Melissa Kreider: Remnants
After the election, many of us considered how we could use photography to solicit change or to shine a light on significant issues. Photographer Melissa Kreider is doing just that with her project, Remnants. This series takes a hard look at sexual assaults–where they happen, how they are handled, and the damage that results from the trauma. Melissa has created a Kickstarter campaign to create a book of this work designed to educate members of Congress about the urgent need for funding allocated toward Rape Kit DNA Testing. It is her hope that Remnants will inform and incite an emotional response in those with the positions of power to enact change and promote education. Using a linear narrative opening with real, transcribed 911 calls, the book chronicles the landscapes and often personal objects left behind in the wake of sexual or domestic assault.
In light of the recent presidential election results, this project is needed more than ever. Please consider supporting her efforts.
Melissa Kreider (b.1993) is an MFA student at the University of Iowa and holds a BFA in Photography from the University of Akron.

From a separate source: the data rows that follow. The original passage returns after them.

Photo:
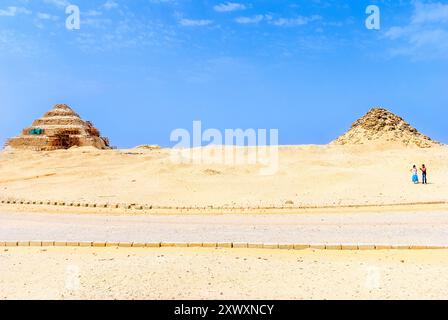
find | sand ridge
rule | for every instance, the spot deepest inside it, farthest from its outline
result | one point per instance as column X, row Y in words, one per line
column 308, row 176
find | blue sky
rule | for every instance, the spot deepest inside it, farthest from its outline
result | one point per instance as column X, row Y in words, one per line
column 142, row 68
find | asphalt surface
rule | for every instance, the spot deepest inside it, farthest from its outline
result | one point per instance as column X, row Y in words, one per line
column 392, row 228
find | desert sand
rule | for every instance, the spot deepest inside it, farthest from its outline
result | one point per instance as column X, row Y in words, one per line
column 307, row 176
column 120, row 273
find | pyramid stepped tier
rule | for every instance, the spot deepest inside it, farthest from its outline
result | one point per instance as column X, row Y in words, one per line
column 382, row 126
column 60, row 128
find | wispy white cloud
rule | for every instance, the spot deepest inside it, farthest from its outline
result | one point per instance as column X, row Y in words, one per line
column 58, row 3
column 229, row 7
column 110, row 4
column 47, row 16
column 13, row 11
column 426, row 34
column 195, row 23
column 279, row 22
column 298, row 21
column 250, row 20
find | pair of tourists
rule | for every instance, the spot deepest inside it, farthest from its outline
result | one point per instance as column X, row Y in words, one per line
column 424, row 171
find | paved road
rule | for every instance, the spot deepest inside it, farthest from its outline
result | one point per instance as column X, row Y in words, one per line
column 429, row 228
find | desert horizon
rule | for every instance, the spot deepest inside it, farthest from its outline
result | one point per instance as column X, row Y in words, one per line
column 214, row 158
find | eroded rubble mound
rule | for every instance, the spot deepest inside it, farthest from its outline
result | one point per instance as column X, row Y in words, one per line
column 382, row 126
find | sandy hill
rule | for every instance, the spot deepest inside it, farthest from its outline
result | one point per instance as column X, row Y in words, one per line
column 382, row 126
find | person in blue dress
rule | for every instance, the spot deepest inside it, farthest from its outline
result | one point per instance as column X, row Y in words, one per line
column 414, row 174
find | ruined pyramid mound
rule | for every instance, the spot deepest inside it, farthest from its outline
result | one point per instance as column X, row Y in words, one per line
column 59, row 128
column 382, row 126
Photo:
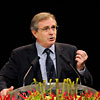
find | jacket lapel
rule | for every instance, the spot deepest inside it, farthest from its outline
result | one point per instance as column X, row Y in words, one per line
column 58, row 59
column 34, row 61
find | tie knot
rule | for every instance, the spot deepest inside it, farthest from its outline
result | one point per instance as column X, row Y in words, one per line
column 47, row 51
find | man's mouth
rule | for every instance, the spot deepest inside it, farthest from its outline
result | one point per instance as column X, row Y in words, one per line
column 51, row 38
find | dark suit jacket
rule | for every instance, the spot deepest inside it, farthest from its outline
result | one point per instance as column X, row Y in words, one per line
column 21, row 58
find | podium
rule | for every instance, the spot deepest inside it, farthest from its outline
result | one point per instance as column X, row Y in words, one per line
column 80, row 88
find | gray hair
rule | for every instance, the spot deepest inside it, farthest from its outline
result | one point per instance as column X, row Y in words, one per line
column 38, row 17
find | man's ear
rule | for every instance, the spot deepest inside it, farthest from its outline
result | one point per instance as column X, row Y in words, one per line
column 34, row 33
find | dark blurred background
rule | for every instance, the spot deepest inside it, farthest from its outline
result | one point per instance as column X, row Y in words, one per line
column 78, row 25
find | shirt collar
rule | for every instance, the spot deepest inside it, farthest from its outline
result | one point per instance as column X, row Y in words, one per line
column 40, row 48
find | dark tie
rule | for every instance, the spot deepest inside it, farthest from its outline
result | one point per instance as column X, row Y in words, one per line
column 50, row 66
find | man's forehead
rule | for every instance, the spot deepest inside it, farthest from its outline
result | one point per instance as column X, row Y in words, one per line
column 47, row 22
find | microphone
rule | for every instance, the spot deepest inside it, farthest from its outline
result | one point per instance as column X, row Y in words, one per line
column 32, row 63
column 68, row 62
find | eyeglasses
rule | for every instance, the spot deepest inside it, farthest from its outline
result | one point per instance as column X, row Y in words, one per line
column 47, row 28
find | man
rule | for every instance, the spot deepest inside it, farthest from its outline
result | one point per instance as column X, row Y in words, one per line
column 67, row 61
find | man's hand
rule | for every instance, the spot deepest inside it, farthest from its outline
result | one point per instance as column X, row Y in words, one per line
column 4, row 92
column 81, row 57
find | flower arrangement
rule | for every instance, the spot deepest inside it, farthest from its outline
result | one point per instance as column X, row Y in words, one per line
column 69, row 91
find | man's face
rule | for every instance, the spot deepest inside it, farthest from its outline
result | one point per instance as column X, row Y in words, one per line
column 46, row 34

Melissa’s work examines sites of sexual violence against women and how the justice system archives these reports as well as the evidence that is collected. Melissa explores these subjects by traveling to the addresses pulled from public police logs across the United States and steadily gaining access to police evidence rooms where backlogged rape kits are stored. Melissa is the founder and curator of Don’t Smile, an online space dedicated to showcasing photography by women artists.
Remnants is an exploration of the successes or failures of the reactionary structures that are responsible for engaging victims of sexual and domestic abuse. The photography I am creating ranges from sites of sexual and domestic assault, the sexual assault evidence collection kits survivors have to endure, to the backlog of rape kits in police evidence rooms, the crime labs in which this kits are tested, and finally the survivors themselves. All of these aspects create a complicated and intimidating maze of steps a survivor may maneuver if they choose to rely on the justice system for assistance. This work does not serve to trigger or create a negative response, but exists as photographic evidence of the reality many face when assaulted.